Está a tempo de recuar um pouco para não ter de ceder em tudo. Como diria o Príncipe Salina que talvez conheça do cinema, “é preciso que algo mude para que tudo fique na mesma”. A máxima é cínica mas neste caso pode ser útil.
V quer o bem da Pátria. Como Portas, parceiro hesitante e perigosamente mais inteligente, mais culto, mais sensível e mais politico. Como Seguro, mesmo se também ele não vá muito longe. Como os senhores Louçã ou Jerónimo. Queira V. ou não, eles são também patriotas. Têm, também, família, filhos, uma ideia para Portugal. Como os patrões e os sindicalistas que não querem ouvir falar da TSU. Como eu que, mesmo sem ter filhos, gostaria que o pais não acabasse com a mesma rapidez com que (é a lei da idade) provavelmente acabarei.
Como, sobretudo, os 600.000 portugueses que saíram de casa no domingo.

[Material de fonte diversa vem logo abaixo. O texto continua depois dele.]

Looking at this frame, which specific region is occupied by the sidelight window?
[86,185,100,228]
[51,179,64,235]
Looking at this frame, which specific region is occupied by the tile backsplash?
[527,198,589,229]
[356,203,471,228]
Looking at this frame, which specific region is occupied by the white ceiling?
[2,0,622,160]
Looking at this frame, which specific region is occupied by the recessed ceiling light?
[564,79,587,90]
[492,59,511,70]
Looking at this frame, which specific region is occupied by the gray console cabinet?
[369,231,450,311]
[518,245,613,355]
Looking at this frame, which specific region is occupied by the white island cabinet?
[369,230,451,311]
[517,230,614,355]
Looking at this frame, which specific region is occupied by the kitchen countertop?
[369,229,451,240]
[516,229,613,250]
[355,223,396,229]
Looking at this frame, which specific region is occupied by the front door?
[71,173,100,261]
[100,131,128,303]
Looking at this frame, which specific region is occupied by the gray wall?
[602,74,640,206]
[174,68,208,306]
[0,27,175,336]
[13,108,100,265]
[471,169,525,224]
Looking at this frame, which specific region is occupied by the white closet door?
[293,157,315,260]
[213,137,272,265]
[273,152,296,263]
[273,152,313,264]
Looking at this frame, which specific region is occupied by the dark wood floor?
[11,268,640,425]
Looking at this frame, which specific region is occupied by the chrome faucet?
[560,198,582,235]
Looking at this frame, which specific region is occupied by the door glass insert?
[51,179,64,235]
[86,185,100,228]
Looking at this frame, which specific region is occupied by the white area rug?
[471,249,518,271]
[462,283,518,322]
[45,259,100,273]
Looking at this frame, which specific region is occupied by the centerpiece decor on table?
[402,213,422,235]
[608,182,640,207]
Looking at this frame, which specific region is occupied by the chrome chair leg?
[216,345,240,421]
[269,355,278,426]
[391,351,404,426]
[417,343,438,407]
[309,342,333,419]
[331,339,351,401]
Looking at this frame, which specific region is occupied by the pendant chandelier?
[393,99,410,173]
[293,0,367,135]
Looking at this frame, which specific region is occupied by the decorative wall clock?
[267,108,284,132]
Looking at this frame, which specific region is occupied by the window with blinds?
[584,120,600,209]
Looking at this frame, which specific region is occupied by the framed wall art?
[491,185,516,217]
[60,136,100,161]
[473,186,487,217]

Para já não estão organizados. Tema o dia (que poderá não estar assim tão distante...) em que, por eles mesmos ou com ajuda, se organizarem. Começa a verificar-se, um pouco por todo o lado, ajuntamentos de pessoas que, ao saberem da visita de um Ministro ou de um Secretário de Estado, parecem dispostos a dizer-lhe umas verdades, quiçá dar-lhe um par de sopapos. Não posso dizer que os não compreenda, mesmo se, por toda uma vida, sempre tenha defendido a luta democrática e não violenta. Estou, ao contrário de V.ª Ex.ª, que não conheceu esses penosos tempos, habilitado a dar-lhe um conselho gratuito mas urgente. Não alimente o grito, o desespero e a raiva. Descomprima a situação. Pare, olhe e escute: há um comboio desgovernado a aproximar-se. V.ª Ex.ª poderá ser colhido (e não estou a falar metaforicamente) por ele. Ou pelos passageiros que é o mesmo.
Não foram os cidadãos que criaram este clima de cortar à faca. Foi V.ª Ex.ª: Por feitio ou por inabilidade. Por fé ou por ingenuidade. Por ignorância ou por tolice.
Até à reunião do Conselho de Estado (que, espero, decorrerá serenamente sem ajuntamento à porta) há tempo para “modular”, para “balancear”, para adiar, para abandonar, para renegar a negregada ideia de sacrificar o Zé e aliviar o senhor comendador. Sei que isto parece tirado de um panfleto de mau gosto e mais fraca ideologia mas é essa exactamente a ideia que centenas de milhares de compatriotas nossos estão a registar.
Li que V.º Ex.ª não está apegado ao poder e não receia perder as próximas eleições. É bonito e fica bem mas não chega. Conviria que também não estivesse disposto a deitar um cartuxo de dinamite para a fogueira que, com a ajuda do anterior governo, foi ateada. É que, nestas questões de dinamite, há bombas para todos os gostos. Anteontem, um rapaz, mais bebido do que convinha, ateou fogo a si próprio. Amanhã, alguém, menos bebido mas igualmente excitado, poderá ter a peregrina ideia de fogachar quem ele supõe ser a causa de todas as suas misérias: Vª Ex.ª!
O país, consta, é de brandos costumes. Não é. Nunca foi e, sobretudo, desde o início do século XIX, começou a demonstrar com evidente prazer que em questões de violência política, não ficávamos atrás dos melhores. A guerra contra o ocupante francês, a selvajaria com que foi levada a cabo nos bucólicos campos pátrios, a guerra civil seguinte, as revoluções patuleias e outras que ocuparam largos estratos da população até meados do século, o regicídio, a desordem republicana, a repressão violenta do “reviralho” poderão estar esquecidas mas não andam assim tão longe do imaginário popular. Umas dezenas de anos (1850-1900; 1950 -2010) de vida confortável atiraram velhos instintos não borda fora mas apenas para o sótão. Em mudando as coisas, é só subir um lanço de escadas para armar as raivas e os medos. E estamos perto disso.
Passe V.ª Ex.ª tão bem quanto possível, durma se conseguir, mas não se queixe de falta de aviso.